1:60 En als reactie, zei zijn moeder: "Niet zo. In plaats van, hij zal Johannes heten.”
1:61 En ze zeiden tegen haar, "Maar er is niemand onder uw familieleden die met die naam wordt genoemd."
1:62 Toen maakten ze gebaren naar zijn vader, hoe hij wilde dat hij genoemd werd.
1:63 En het aanvragen van een schrijftablet, Hij schreef, gezegde: "Zijn naam is John." En ze vroegen zich allemaal af.
1:64 Dan, onmiddelijk, zijn mond ging open, en zijn tong verslapte, en hij sprak, God zegenen.
1:65 En angst viel op al hun buren. En al deze woorden werden bekend gemaakt in heel het bergland van Judea.
1:66 En al degenen die het hoorden, bewaarde het in hun hart, gezegde: 'Wat denk je dat deze jongen zal zijn?" En inderdaad, de hand des Heren was met hem.
1:67 En zijn vader Zacharias werd vervuld met de Heilige Geest. En hij profeteerde, gezegde:
1:68 “Gezegend is de Heer, de God van Israël. Want hij heeft de verlossing van zijn volk bezocht en bewerkt.

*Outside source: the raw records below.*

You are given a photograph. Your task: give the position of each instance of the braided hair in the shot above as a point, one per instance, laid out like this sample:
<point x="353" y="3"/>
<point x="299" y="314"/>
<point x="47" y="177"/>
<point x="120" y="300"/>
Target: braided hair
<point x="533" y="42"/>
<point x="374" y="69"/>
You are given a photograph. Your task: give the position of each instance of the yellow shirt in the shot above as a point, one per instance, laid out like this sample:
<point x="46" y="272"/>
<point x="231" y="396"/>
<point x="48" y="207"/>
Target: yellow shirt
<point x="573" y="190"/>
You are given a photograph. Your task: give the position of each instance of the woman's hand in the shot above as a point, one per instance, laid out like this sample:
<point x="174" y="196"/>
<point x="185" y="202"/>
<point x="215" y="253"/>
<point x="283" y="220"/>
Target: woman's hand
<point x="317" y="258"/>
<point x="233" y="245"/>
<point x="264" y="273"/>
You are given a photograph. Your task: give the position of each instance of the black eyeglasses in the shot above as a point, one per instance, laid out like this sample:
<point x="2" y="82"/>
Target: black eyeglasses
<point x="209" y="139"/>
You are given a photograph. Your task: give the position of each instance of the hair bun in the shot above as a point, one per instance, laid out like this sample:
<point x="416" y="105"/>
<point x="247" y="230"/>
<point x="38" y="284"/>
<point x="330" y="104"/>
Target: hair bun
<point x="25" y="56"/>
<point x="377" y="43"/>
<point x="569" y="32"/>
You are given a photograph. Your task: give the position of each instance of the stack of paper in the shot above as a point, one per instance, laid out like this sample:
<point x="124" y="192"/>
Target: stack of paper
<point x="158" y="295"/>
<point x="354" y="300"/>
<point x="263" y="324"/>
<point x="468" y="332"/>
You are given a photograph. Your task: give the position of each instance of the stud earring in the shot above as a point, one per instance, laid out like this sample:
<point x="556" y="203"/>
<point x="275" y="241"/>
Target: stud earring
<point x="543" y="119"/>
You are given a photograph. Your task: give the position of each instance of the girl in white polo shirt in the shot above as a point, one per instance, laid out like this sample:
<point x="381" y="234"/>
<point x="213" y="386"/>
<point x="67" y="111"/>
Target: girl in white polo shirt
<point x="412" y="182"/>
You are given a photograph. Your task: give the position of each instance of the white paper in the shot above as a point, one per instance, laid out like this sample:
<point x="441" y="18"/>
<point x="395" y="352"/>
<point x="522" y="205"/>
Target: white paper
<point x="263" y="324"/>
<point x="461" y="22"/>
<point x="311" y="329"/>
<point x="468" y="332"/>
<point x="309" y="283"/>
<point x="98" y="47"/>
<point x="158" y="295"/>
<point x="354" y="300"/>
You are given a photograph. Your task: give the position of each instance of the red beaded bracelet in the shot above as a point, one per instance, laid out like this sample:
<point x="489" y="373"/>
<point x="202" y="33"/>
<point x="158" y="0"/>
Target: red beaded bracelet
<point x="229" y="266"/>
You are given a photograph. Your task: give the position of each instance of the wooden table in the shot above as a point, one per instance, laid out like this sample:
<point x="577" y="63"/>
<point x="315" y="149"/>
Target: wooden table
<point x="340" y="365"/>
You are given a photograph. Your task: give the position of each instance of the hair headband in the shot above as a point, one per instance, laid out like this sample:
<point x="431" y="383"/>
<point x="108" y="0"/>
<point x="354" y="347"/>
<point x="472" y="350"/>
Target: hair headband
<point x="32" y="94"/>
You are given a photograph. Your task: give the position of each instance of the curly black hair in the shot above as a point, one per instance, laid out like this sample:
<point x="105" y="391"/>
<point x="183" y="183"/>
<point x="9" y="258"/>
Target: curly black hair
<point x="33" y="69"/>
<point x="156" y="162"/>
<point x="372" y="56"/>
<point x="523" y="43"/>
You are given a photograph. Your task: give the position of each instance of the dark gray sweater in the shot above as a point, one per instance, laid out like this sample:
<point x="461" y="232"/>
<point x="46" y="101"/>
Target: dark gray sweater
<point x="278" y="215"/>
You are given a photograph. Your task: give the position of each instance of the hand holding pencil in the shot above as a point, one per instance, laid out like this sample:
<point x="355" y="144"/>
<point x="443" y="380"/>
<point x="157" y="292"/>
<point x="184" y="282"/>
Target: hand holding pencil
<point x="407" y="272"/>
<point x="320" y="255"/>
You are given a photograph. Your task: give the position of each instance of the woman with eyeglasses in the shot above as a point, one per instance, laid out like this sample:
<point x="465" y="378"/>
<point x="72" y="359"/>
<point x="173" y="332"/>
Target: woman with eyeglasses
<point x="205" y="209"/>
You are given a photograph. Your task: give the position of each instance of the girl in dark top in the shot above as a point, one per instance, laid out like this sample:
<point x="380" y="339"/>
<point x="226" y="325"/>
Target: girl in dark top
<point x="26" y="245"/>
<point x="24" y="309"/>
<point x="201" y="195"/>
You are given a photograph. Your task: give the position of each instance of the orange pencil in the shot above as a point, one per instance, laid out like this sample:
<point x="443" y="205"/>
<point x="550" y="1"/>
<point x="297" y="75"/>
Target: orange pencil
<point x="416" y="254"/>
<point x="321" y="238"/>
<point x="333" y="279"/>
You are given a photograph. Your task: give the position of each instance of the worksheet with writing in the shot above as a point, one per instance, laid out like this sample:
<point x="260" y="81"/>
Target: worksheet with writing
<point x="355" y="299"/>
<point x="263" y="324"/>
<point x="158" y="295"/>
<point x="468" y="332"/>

1:69 En hij heeft een hoorn des heils voor ons opgericht, in het huis van zijn dienaar David,
1:70 precies zoals hij sprak bij monde van zijn heilige profeten, die uit vervlogen tijden komen:
1:71 redding van onze vijanden, en uit de hand van allen die ons haten,
1:72 om barmhartigheid met onze vaderen te bewerkstelligen, en om zijn heilige testament in gedachten te houden,
1:73 de eed, die hij aan Abraham zwoer, onze Vader, die hij ons zou gunnen,
1:74 zodat, bevrijd zijn uit de hand van onze vijanden, we kunnen hem zonder angst dienen,
1:75 in heiligheid en gerechtigheid voor hem, gedurende al onze dagen.
1:76 Jij ook, kind, zal de profeet van de Allerhoogste genoemd worden. Want je zult voor het aangezicht van de Heer verschijnen: om zijn wegen voor te bereiden,
1:77 om zijn volk kennis van redding te geven tot vergeving van hun zonden,
1:78 door het hart van de barmhartigheid van onze God, waardoor, neerdalend van boven, hij is bij ons op bezoek geweest,
1:79 om hen te verlichten die in duisternis en in de schaduw van de dood zitten, en onze voeten te richten op de weg van vrede.”
1:80 En het kind groeide, en hij werd gesterkt in de geest. En hij was in de woestijn, tot de dag van zijn manifestatie aan Israël.